OT: Interesting math problem...

Aiken · #1 September 21st, 2004, 01:09 PM

Fyron, that's why I quickly deleted my post. But not quickly enough.

I remeber that I saw such tasks in a school. Common way to solve them is to rewrite example to:

10000*T+1000*R+100*I+10*E+D+10000*D+1000*R+100*I+1 0*V+E-10000*R-1000*I-100*V-10*E-T=0

With additional condition it should be quite easy to solve.

spoon · #2 September 21st, 2004, 01:50 PM

Got it:

17465 +
57496 =
-------
74961

T=1
R=7
I=4
E=6
D=5
V=9

I brute forced it, not having time for fancy shmancy formulae. (so, I could be wrong, very wrong!)

Alneyan · #3 September 21st, 2004, 02:05 PM

This problem is the proof I no longer know to do additions; while I figured out the V=9 part, I didn't think that I+I=4 could also mean I=7, and not only I=2.

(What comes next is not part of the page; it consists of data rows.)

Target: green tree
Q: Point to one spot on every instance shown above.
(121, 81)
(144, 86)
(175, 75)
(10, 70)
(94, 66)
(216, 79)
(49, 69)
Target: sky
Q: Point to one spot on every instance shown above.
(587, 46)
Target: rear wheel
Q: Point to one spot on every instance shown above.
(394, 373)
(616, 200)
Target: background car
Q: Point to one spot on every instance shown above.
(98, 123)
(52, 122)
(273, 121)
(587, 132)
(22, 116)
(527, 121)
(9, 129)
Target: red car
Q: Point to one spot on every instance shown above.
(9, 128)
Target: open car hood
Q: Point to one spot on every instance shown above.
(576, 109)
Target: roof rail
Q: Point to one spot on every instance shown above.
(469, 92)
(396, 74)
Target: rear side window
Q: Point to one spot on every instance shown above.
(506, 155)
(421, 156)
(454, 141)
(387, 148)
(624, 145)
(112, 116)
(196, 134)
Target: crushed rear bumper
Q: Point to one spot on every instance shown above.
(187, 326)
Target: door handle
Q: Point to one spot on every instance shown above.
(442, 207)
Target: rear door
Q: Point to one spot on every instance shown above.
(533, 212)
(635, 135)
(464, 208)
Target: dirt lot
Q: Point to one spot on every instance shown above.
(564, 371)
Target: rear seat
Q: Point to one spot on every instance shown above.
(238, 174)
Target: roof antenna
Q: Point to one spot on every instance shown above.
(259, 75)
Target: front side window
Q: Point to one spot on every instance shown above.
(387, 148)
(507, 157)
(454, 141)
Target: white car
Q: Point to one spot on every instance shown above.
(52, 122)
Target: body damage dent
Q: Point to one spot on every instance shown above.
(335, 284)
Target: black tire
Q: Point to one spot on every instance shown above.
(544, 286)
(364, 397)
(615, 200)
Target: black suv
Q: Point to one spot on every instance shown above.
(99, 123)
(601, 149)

geoschmo · #4 September 21st, 2004, 02:18 PM

Yay Spoon. I was getting ready to post that it was unsolvable.

I had worked out that V was 9 and I was 4. But I got hung up thinking then that the only option for R was 2.

Ragnarok · #5 September 21st, 2004, 03:01 PM

Yay for spoon! Thanks a lot man! I really do appreciate it. Go have a few brewski's at the Cantina on my tab.

vanbeke · #6 September 21st, 2004, 03:03 PM

It looks like is correct
17465 +
57496 =
_____
74961

Brute force solving (sort of)
Assumptions are that all letters represent different numbers and standard notation is used (the first number in a string is not zero)
V must be either 0 (if D+E < 10) or 9 (if D+E > 9)
If V is 0 then I is 5; if V is 9 then I is 4
For either value of V, R must be either 2 or 7; but R can't be 2 since that would require both T and D to be 1
So R is 7
Then T+D = 6 I tried the 4 possibilities and the only one that worked is the form that I gave above.

Instar · #7 September 22nd, 2004, 12:02 AM

Its a system of equations, linear algebra might get it done

Will · #8 September 22nd, 2004, 03:58 AM

Narf, the equation means you take the constant e (2.71828183...) to the power of one half times the natural logarithm of x, or log base e of x. It doesn't have to be e though, you can get away with something like 10. So, 10^(0.5 * log(x)). It works because of the laws of logarithms, since a^b=c is equivalent to log(a)(c)=b. Then, it is simple to reconstruct as a^(log(a)(c))=c. Square root is simply a number to the one half power, so 10^(0.5 * log(x)) is the sqrt(x).

Either way, you're left with pretty much imprecise methods. I remember they briefly showed how to do it in high school, and that's probably an algorithm like the one Fyron pointed to, and it would be written in an equation as the Riemann sum of varying powers of 10, which would be a very nasty looking thing. Jack's method is easier to write, so I would go with that one. To write it in terms of an equation for square root, it would be something like:

lim(x->&#8734

R(x,N) = sqrt(N)

--edit: ^ that up there is supposed to be the infinity symbol.

David E. Gervais · #9 September 22nd, 2004, 08:37 AM

Wow, math games,... What's the square root of PI?

Cheers!

geoschmo · #10 September 22nd, 2004, 11:03 AM

At my high school they taught us a way to calculate square roots. It wasn't a simple equation. More of a process that resembled long division. I can't remember it anymore though. It may have been a form of this rod thing Fyron linked to just by a different name. But it didn't look exactly like that as I recall.